Rev. Shuttlesworth died Oct. 5 in Birmingham at the age of 89.
"Thank God for a prophet. Thank God for a friend. Thank God for a father. Thank God for a husband. Thank God for a leader who leads beyond the grave," said Dr. Otis Moss, Jr. in his eulogy to the civil rights pioneer.
Dr. Moss, Jr., knew Rev. Shuttlesworth for 50 years while preaching in Cincinnati and later at the Olivet International Baptist Church in Cleveland.
"He was 5-feet, 8.5 inches tall, and weighed 165 pounds, but he could stand on the mountain and see a more perfect union," said Dr. Moss. "He shook the foundation of racism in Birmingham and Alabama and the nation."
Both in Birmingham and Cincinnati, Shuttlesworth was known as fiery and blunt, but dedicated to the cause of using non-violence to end segregation in the United States.
Rev. Thomas Wilder, Jr., of Faith Chapel Christian Center, said in a pastoral tribute that the name Fred means peaceful ruler.
"He was peaceful, but yet he was confrontational to the evil of our society," said Rev. Wilder. "He was complex, but yet he was very clear when it came to his pursuits and his ideals."
The congregation smiled as Rev. Wilder told of Shuttlesworth's traits using the letters of his first name -- "F" for fearless, "R" for resilient, "E" for enthusiastic and "D" for determined.
"He was determined to be non-violent," Rev. Wilder said. "He was determined to be peaceful, but yet he was determined to either kill segregation or be killed trying to kill it."
In the 1950s and 1960s, Rev. Shuttlesworth was subjected to beatings, survived two bombings and by his own count was arrested 35 times.
"He had the courage to take action and to stand strong in the face of threats and violence," said Alabama Governor Robert Bentley. "He wasn't afraid to speak his mind for the cause of freedom and equality."
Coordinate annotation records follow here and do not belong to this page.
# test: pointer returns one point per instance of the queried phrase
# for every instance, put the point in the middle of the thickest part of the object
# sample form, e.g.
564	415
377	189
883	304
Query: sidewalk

Fred Shuttlesworth is often viewed as one of the most important figures of the civil rights movement along with Martin Luther King in helping to pave the way to make life better for African Americans.
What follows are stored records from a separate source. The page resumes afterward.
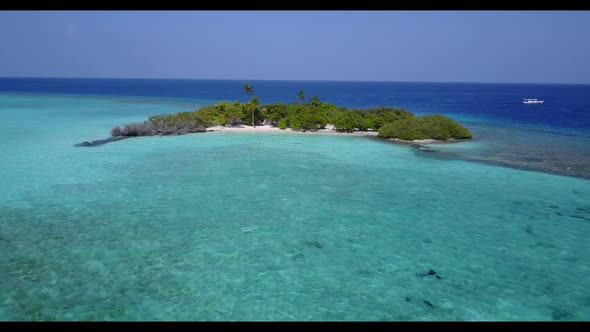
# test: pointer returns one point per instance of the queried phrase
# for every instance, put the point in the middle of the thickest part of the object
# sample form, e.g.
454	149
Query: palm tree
315	102
253	105
300	96
249	90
That's why Deputy U.S. Attorney General James Cole was dispatched to Birmingham with a letter from President Barack Obama, the first African American President.
"Reverend Shuttlesworth's life was a testament to the strength of the human spirit," Cole said. "His generation challenged our nation's conscience and because his leadership America is a more just and equal place."
Cincinnati City Councilmember Cecil Thomas said he would not have been named Council's President Pro-Tempore if Fred Shuttlesworth hadn't been a man of action.
Thomas read a resolution from Mayor Mark Mallory and City Councilmembers.
"He has fought the good fight, he has finished his course," Thomas said. "Well done our good and faithful servant."
Birmingham Mayor William Bell said he owes his political career to the work of Fred Shuttlesworth.
"Because of this man who instilled confidence that we could overcome, I now stand before you as Mayor of the great city of Birmingham, Alabama," Bell said. "Let us be a beacon of life for the rest of the world to know that change can come."
Cincinnatians in Birmingham for three days of tributes to Rev. Shuttlesworth said they were thrilled to be part of such an historic occasion.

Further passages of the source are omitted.